Review of RoboCop 2

RoboCop 2 (1990)
1/10
It doesn't get much worse than this. . .
3 December 1999
Robocop 2 sure looks good on paper: Irvin Kershner directing, whose Empire Strikes Back gets as many votes as the others for best in the Star Wars series, and Frank Miller writing, the comic book writer/artist whose Batman revisions sparked a renaissance in the genre in the late 1980s. Additionally, both are working from the surprisingly entertaining premise of the original Robocop, in which a deceased cop is resurrected as a law-and-order killing machine with identity problems.

The sequel is all but unrecognizable, with hardly two enjoyable minutes to be found in the entirity of this gritty, spiteful film.
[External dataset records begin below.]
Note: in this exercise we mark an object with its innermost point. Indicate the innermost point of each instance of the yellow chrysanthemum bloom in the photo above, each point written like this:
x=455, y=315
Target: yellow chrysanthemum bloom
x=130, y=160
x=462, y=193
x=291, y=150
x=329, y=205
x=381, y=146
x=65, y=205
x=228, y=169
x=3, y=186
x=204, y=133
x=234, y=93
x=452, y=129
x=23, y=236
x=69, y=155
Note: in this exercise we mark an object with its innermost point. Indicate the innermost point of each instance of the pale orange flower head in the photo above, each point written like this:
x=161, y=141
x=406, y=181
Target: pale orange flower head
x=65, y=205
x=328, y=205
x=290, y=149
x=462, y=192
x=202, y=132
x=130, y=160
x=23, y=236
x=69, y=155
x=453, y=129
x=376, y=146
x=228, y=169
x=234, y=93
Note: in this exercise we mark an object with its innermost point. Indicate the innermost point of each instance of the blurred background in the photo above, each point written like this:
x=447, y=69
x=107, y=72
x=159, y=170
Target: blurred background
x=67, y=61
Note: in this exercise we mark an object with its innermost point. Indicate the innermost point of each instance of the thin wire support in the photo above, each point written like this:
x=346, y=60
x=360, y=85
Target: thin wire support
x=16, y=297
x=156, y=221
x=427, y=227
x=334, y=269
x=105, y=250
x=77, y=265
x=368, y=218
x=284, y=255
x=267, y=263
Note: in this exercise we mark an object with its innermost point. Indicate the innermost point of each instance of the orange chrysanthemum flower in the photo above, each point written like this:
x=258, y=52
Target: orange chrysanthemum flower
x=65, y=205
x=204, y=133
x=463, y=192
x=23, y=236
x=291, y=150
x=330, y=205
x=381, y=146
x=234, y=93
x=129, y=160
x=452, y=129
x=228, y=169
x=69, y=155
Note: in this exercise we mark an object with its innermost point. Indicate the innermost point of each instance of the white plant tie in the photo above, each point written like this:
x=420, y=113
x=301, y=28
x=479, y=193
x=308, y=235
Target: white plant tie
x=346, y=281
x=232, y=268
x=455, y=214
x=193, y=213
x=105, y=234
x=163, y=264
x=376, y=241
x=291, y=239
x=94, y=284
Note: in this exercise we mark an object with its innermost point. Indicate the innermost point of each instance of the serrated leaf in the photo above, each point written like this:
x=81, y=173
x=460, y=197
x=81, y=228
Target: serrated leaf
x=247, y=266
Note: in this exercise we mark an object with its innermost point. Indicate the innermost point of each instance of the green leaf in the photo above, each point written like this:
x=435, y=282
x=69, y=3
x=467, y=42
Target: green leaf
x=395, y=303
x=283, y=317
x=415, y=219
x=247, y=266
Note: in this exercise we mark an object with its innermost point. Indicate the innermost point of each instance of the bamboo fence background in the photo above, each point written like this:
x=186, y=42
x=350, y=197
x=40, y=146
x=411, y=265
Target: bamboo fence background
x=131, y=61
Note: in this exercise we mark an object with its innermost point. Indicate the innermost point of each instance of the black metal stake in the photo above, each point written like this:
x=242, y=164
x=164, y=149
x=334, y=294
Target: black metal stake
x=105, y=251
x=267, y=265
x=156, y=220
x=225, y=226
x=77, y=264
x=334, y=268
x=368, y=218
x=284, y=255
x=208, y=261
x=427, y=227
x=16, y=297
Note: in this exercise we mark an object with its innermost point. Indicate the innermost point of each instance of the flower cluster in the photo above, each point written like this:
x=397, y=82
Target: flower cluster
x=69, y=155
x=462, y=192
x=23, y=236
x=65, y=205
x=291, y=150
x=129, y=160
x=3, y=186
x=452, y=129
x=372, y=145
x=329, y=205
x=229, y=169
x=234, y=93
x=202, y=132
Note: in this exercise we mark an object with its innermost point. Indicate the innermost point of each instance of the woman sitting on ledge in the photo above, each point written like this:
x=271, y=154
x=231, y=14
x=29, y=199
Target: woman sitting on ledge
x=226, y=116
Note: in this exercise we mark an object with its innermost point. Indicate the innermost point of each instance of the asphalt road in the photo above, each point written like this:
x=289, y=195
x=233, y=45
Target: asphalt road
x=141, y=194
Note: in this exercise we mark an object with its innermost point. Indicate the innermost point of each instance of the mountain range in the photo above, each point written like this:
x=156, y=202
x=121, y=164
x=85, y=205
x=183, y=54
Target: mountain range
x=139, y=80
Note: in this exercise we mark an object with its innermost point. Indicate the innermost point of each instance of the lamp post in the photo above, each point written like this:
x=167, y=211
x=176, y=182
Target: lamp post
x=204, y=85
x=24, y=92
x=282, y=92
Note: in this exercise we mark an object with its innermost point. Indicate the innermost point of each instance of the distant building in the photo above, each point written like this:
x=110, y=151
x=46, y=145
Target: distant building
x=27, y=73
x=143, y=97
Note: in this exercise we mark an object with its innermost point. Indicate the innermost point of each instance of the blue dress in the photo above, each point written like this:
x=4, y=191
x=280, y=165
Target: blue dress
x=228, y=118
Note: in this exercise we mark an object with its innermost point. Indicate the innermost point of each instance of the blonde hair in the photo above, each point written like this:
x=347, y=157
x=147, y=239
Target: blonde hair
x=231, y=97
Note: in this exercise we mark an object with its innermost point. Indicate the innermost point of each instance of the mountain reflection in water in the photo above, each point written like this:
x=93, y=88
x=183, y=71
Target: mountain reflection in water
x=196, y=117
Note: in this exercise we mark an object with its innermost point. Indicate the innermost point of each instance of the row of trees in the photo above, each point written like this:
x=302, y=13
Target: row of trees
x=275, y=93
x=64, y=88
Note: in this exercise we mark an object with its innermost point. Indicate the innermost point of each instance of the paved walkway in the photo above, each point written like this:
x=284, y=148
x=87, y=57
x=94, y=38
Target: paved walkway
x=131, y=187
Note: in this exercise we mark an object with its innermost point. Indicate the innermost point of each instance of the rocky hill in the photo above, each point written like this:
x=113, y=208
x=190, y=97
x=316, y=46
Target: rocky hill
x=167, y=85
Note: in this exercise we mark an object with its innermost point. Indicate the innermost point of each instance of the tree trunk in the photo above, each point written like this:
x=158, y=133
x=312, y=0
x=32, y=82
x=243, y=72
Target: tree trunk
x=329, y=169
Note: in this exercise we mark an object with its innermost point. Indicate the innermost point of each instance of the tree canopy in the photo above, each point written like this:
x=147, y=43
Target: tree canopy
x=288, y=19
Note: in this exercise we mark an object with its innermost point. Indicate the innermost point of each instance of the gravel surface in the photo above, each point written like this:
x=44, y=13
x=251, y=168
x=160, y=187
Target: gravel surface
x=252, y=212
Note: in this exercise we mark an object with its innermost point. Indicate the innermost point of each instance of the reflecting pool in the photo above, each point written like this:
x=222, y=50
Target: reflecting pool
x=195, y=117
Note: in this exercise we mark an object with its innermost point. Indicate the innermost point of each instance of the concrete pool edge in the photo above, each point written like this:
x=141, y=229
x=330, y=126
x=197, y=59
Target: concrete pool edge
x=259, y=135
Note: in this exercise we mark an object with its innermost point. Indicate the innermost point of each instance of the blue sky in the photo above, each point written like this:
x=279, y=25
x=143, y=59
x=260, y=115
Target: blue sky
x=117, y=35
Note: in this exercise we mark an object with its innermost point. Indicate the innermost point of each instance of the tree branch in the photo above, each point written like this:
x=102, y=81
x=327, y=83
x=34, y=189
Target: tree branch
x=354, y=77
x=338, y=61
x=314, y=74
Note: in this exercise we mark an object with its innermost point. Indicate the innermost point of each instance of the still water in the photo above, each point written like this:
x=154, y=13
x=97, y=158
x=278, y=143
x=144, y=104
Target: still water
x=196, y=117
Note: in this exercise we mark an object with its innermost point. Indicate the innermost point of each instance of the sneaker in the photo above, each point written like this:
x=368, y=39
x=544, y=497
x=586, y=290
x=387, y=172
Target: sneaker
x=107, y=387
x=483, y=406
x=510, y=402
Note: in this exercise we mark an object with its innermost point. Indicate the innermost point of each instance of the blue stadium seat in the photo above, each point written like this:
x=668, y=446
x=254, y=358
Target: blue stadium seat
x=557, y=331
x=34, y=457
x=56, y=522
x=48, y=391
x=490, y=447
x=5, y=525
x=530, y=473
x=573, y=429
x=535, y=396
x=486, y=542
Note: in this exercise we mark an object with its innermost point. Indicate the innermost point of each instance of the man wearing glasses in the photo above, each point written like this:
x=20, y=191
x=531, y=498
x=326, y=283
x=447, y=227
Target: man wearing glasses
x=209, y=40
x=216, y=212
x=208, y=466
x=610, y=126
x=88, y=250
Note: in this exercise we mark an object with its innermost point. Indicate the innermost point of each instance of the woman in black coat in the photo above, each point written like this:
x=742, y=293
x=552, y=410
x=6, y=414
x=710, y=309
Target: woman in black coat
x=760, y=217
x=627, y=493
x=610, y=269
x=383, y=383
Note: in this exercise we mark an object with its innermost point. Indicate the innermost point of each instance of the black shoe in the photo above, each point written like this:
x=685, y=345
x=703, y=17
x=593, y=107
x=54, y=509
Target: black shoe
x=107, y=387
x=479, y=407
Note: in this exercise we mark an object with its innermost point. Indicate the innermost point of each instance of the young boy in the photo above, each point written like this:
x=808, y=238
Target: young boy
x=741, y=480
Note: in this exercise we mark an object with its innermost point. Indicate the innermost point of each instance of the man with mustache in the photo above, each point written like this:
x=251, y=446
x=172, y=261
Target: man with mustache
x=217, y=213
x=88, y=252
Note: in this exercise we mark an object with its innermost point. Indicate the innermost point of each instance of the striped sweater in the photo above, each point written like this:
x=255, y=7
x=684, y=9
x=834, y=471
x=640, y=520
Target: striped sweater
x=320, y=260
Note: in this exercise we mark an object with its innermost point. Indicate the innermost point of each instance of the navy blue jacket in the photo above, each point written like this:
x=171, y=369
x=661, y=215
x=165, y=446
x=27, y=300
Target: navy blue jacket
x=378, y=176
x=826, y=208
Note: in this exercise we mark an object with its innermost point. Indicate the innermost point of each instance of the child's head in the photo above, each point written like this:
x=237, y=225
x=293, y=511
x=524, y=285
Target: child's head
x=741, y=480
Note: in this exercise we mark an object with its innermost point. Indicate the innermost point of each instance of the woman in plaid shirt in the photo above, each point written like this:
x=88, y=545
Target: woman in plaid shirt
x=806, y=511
The plot is something about drugs, pre-pubescent crime lords, and a brain transplant into a giant killer robot, but none of it is very memorable. The original was full of hammy acting and over-the-top action, but dipped into realism (the threatened police strike, Robocop's ghostly memories of his former life) enough to keep it grounded. The striking police officers in the sequel are little more than cardboard cut-outs, and a scene were Robo confronts his "wife" is executed so lamely as to be downright insulting.

Things look up when PR-minded execs decide to reprogram Robo with more PC directives and he winds up taking potshots at smokers. It's a nice 30 seconds, but the resolution (Robo sticks a high-voltage cable down his chassis) is so simple-minded that he might as well have erased our memory along with his. Movies like this give sequels a bad name.